# How does the Grand Seiko SBGA029 Spring Drive diver fare as a daily driver?



## jjjjimi (Apr 3, 2015)

Weighing in at around 200 grams I am a little concerned with the weight for daily wear. I know there's a lighter titanium model (SBGA031) but I'm not too keen on the golden lettering. 

Also, if anyone has any wrist shots they'd be willing to share, I have a 6.5" wrist and am trying to figure out if the 44mm size will work for me....

Thanks!!


----------



## Domo (Sep 20, 2013)

Get the titanium one. The gold bits make the watch, you just can't appreciate that yet :-d:-d


----------



## jjjjimi (Apr 3, 2015)

Domo said:


> Get the titanium one. The gold bits make the watch, you just can't appreciate that yet :-d:-d


My AD does have a titanium one in stock, and it has a few hairline scratches on it, is that something I can use to bargain it down?


----------



## shtora (Jan 11, 2009)

Size and weight perceptions are very personal. No one could know but you. I have a 7.25 - 7.5 inch wrist and anything above 38-39 mm and heavier than 115-120 grams (on bracelet) is not for me, especially for daily wear. The GS (SBGF017) I had was 38mm in diameter and 135 grams in weight. While the case was extremely comfy, I sometimes wished for a lower weight.


----------



## Domo (Sep 20, 2013)

jjjjimi said:


> My AD does have a titanium one in stock, and it has a few hairline scratches on it, is that something I can use to bargain it down?


Absolutely, but only if they're 100% acceptable to you and you can live with them.


----------



## Dkowl (Aug 20, 2015)

I've felt the 2 watches before deciding with the ti version.

I prefer the light weight and the gold accent, which really highlights the dial.

I've got 6.5" wrists as well and the watch wears fine.

As with the scratches, you can try bargaining a bit, but know that no matter how careful you are you'll be adding more to it as a daily wearer 

Sent from my iPhone using Tapatalk


----------



## T1meout (Sep 27, 2013)

44mm case on a 6.5" wrist, there is bound to be some overhang. The million dollar question is whether you can live with it.


----------



## Nokie (Jul 4, 2011)

They are big for a smaller wrist. 

I had one and loved it, but it was substantial.


----------



## mapotofu (Jan 7, 2016)

SBGA031 on a 6.5" wrist --


----------



## jjjjimi (Apr 3, 2015)

shtora said:


> Size and weight perceptions are very personal. No one could know but you. I have a 7.25 - 7.5 inch wrist and anything above 38-39 mm and heavier than 115-120 grams (on bracelet) is not for me, especially for daily wear. The GS (SBGF017) I had was 38mm in diameter and 135 grams in weight. While the case was extremely comfy, I sometimes wished for a lower weight.
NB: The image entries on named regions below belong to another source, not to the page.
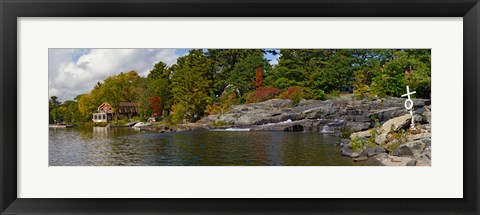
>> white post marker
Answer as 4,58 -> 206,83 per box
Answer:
402,86 -> 416,130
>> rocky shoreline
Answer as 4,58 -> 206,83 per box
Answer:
132,97 -> 431,166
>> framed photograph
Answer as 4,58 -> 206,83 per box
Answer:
0,0 -> 480,214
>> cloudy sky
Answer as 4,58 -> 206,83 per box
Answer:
48,49 -> 278,101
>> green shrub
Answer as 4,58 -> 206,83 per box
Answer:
280,86 -> 304,105
247,87 -> 282,103
327,90 -> 340,99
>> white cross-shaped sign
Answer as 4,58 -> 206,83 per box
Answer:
402,86 -> 416,130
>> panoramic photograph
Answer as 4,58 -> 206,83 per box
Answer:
45,48 -> 432,168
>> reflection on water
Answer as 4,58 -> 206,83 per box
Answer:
49,127 -> 376,166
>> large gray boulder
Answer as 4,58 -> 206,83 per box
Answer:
381,114 -> 412,134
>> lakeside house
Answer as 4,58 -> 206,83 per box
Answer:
92,102 -> 138,122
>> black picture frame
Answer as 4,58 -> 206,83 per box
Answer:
0,0 -> 480,214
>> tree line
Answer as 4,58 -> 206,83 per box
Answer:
49,49 -> 431,123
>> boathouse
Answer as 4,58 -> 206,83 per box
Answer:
92,102 -> 138,122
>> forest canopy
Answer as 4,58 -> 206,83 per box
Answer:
49,49 -> 431,123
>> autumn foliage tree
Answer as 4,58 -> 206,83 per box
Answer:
149,95 -> 163,116
252,67 -> 263,90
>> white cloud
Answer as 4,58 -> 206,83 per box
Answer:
48,49 -> 179,101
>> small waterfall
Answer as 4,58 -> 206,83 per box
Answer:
225,128 -> 250,131
261,119 -> 293,126
321,125 -> 335,134
321,119 -> 344,133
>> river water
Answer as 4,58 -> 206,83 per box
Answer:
49,127 -> 377,166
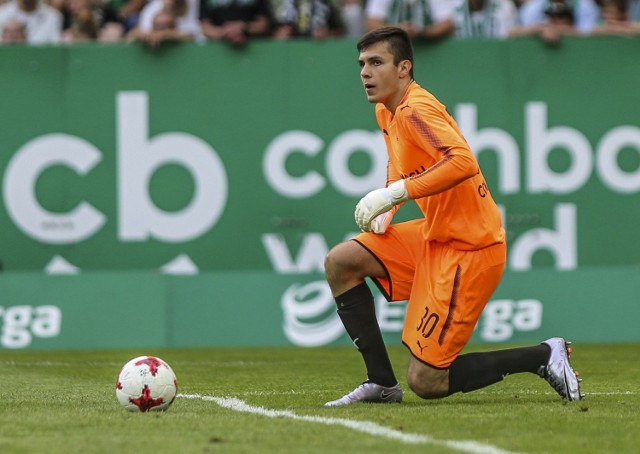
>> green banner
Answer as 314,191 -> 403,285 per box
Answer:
0,37 -> 640,349
0,268 -> 640,350
0,38 -> 640,273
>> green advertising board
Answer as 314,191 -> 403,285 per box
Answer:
0,38 -> 640,349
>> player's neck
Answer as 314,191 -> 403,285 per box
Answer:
384,78 -> 413,115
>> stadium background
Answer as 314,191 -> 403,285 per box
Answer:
0,37 -> 640,350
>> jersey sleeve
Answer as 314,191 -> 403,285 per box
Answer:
400,103 -> 479,199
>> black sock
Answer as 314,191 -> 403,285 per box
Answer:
448,344 -> 550,395
335,282 -> 398,386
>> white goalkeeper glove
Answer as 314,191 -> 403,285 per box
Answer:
370,210 -> 393,234
355,180 -> 409,232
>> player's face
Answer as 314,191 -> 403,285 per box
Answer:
358,42 -> 405,111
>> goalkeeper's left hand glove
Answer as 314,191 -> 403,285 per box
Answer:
355,180 -> 409,232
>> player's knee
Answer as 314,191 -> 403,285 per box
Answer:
324,247 -> 341,277
407,357 -> 449,399
407,377 -> 449,399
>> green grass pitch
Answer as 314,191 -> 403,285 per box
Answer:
0,344 -> 640,454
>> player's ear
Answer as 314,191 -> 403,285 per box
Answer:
398,60 -> 413,78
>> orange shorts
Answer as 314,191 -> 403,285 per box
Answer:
355,219 -> 506,369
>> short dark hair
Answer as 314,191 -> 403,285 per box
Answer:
356,27 -> 413,78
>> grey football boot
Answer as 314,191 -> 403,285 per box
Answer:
324,381 -> 403,407
538,337 -> 585,400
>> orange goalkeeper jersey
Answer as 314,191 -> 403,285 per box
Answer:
376,81 -> 505,250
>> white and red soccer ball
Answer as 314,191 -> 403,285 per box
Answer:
116,356 -> 178,413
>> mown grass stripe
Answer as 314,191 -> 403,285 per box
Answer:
178,394 -> 510,454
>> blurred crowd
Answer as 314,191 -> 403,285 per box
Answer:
0,0 -> 640,47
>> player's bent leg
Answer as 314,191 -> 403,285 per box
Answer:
407,356 -> 449,399
325,241 -> 402,400
324,241 -> 384,297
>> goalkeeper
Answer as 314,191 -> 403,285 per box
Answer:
325,27 -> 583,406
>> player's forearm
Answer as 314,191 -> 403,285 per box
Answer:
405,151 -> 478,199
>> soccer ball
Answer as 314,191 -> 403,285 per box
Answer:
116,356 -> 178,413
Does that mean you don't wear dive watches often?


----------



## jjjjimi (Apr 3, 2015)

T1meout said:


> 44mm case on a 6.5" wrist, there is bound to be some overhang. The million dollar question is whether you can live with it.


It's so sexy looking, I'm not sure how I would live without it!


----------



## jjjjimi (Apr 3, 2015)

Nokie said:


> They are big for a smaller wrist.
> 
> I had one and loved it, but it was substantial.


So the general size was more of an issue than the weight you think?


----------



## jjjjimi (Apr 3, 2015)

mapotofu said:


> SBGA031 on a 6.5" wrist --


Nice! How is wearing the titanium one daily? Does the size ever get in the way at all?


----------



## shtora (Jan 11, 2009)

jjjjimi said:


> Does that mean you don't wear dive watches often?


Yes, it means exactly this. I had a couple in the past, but not now.


----------



## mapotofu (Jan 7, 2016)

jjjjimi said:


> Nice! How is wearing the titanium one daily? Does the size ever get in the way at all?


I wear the sbga031 as part of a watch rotation, so I don't wear it every day. However, it's a very comfortable watch to wear due to its light weight and relatively thin profile. There is a subtle beauty to the well-finished dial and the smooth second sweep of the spring drive is quite mesmerizing.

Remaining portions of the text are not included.